Upheld constitutionality of statute eliminating all landfilling on Long Island.
Dana Distributors, Inc. v. Dept. of Environmental Conservation
532 N.Y.S.2d 351 (1988).
Upheld constitutionality of New York Returnable Beverage Container Act.
Town of Riverhead v. Dept. of Environmental Conservation
598 N.Y.S.2d 14 (1993).
Upheld constitutionality of New York Wild, Scenic & Recreational Rivers System Act.
Cecos International, Inc. v. Jorling
895 F.2d 66 (2d Cir. 1990).
Upheld constitutionality of statute requiring new and expanding hazardous waste facilities to obtain certificates of environmental safety and public necessity from a state siting board.
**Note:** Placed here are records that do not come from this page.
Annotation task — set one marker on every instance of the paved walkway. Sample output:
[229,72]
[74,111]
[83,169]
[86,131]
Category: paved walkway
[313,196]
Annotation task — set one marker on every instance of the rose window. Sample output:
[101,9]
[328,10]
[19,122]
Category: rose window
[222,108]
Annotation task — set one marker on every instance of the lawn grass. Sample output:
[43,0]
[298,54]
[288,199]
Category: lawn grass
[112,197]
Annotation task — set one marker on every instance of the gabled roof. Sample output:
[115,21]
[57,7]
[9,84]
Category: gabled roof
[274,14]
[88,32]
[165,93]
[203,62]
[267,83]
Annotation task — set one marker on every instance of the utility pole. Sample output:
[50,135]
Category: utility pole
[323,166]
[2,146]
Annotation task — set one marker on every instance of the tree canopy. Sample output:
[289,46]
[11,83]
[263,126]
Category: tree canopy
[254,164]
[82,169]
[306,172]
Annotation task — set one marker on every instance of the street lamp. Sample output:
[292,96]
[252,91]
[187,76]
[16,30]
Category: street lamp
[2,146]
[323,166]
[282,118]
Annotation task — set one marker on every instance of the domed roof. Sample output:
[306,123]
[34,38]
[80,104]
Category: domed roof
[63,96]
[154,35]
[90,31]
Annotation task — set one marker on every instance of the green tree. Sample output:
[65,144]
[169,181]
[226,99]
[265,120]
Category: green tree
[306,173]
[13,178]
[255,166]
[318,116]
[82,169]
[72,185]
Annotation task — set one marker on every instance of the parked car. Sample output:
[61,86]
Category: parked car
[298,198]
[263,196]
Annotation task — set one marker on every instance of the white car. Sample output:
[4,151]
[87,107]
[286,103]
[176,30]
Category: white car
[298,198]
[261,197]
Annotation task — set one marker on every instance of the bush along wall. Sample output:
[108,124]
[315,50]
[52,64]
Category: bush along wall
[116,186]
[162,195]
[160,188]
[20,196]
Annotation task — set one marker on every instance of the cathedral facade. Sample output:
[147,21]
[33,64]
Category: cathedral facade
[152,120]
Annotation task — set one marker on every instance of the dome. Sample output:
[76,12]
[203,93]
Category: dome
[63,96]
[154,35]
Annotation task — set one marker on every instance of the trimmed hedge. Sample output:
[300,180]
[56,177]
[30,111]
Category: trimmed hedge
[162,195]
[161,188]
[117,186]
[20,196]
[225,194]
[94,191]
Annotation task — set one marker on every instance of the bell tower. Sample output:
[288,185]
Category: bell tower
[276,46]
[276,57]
Brookhaven Aggregates, Ltd. v. Williams
23 E.R.C. 1927 (EDNY), aff’d, 795 F.2d 78 (2d Cir.1985) and
New York v. Brookhaven Aggregates, Ltd.
503 N.Y.S.2d 413 (1986).
Upheld state environmental agency’s first challenged use of emergency summary abatement power and ordered remediation and permanent closure of landfill.
Town of Oyster Bay v. Williams
498 N.Y.S.2d 872, app. den., 497 N.E.2d 705 (1986) and
Town of Islip v Williams
513 N.Y.S.2d 449, app. den., 512 N.E.2d 550 (1987).
Closed municipal landfills to protect underlying aquifer despite $272 million cost to towns.
Berman Enterprises, Inc. v. Jorling
793 F.Supp. 408 (EDNY), aff’d, 3 F.3d 602 (2d Cir.), cert. den., 510 U.S. 1073 (1994).
Upheld summary revocation of fourteen oil barge licenses.
Golden v. Koch
18196/87 (Sup. Ct. Kings Co. 1987) and
Shulman v. Williams
8172/87 (Sup. Ct. Queens Co. 1987).
Sustained state plan for disposal of the infamous Long Island “garbage barge.”
Kennedy v. United States
643 F.Supp. 1072 (EDNY 1986).
Dismissed multimillion-dollar claim that state officials caused erosion of beach property. This case was the main subject of the August 1986 cover story of Science Digest.